FIG. 10 illustrates an example of a process for generating a time-spectral diagram in accordance with some examples described herein, such as descriptions in FIGS. 9A and 9B. In some examples, the convolution may be performed using multiple layers in the CNN. For example, input data 1002 may first be convolved with kernel 1004 in a first layer 1016, in which a kernel may have a size of C×2×2. The voice data in the input data 1002 may be arranged in a similar fashion as described in FIG. 9A. The CNN may be programmed to produce an output having a reduced resolution. For example, the input data 1002 may have a resolution of 112×112, and the output may have a resolution of 56×56, in which each pixel in the output may be based on a combination of the result of four pixels, such as four pixels in block 910(1). The output from the first layer may be fed to the second layer.

With further reference to FIG. 10, the CNN may be programmed to have a second layer 1018 to include the input data 1006 from the output of the first layer. In this example, the input data 1006 has a reduced resolution, such as having a resolution of 56×56. The CNN may further be programmed to perform a convolution of kernel 1008 with the input data 1006 and produce a result having a further reduced resolution. For example, the input data 1006 may have a resolution of 56×56 in which each pixel represents a 2×2 block in the raw data, such as blocks 910(1), 910(2), . . . etc. The output may have a resolution of 28×28, in which each pixel in the output may be based on a combination of the result of four pixels in the input, such as four blocks in block 920(1). The output from the second layer may be fed to the third layer.

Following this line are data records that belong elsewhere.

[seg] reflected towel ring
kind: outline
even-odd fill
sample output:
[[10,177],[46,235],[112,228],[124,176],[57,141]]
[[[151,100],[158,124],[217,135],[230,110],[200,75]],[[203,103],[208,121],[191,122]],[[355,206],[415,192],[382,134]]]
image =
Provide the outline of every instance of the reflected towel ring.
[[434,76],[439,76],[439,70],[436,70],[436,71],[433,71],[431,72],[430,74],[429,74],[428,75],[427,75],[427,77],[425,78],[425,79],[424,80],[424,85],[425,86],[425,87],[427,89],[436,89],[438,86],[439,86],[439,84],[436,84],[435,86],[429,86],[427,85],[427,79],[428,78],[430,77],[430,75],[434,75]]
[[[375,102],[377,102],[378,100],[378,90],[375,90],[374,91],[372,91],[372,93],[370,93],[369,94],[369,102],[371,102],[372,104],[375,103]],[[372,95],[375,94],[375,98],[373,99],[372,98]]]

With further reference to FIG. 10, the CNN may be programmed to have a third layer 1020 to include the input data 1010 from the output of the second layer. In this example, the input data 1010 has a reduced resolution, such as having a resolution of 28×28. The CNN may further be programmed to perform a convolution of kernel 1012 with the input data 1010 in the third layer and produce an output data 1014. For example, the input data 1010 may have a resolution of 28×28 in which each pixel represents a 4×4 block in the raw data, such as blocks 920(1), 920(2), . . . etc. In the descriptions in FIGS. 9A, 9B and 10, convolutions at multiple resolutions may be achieved while performing skipping in the input raw data (as can be configured in a CNN) without having to change the size of convolution kernels.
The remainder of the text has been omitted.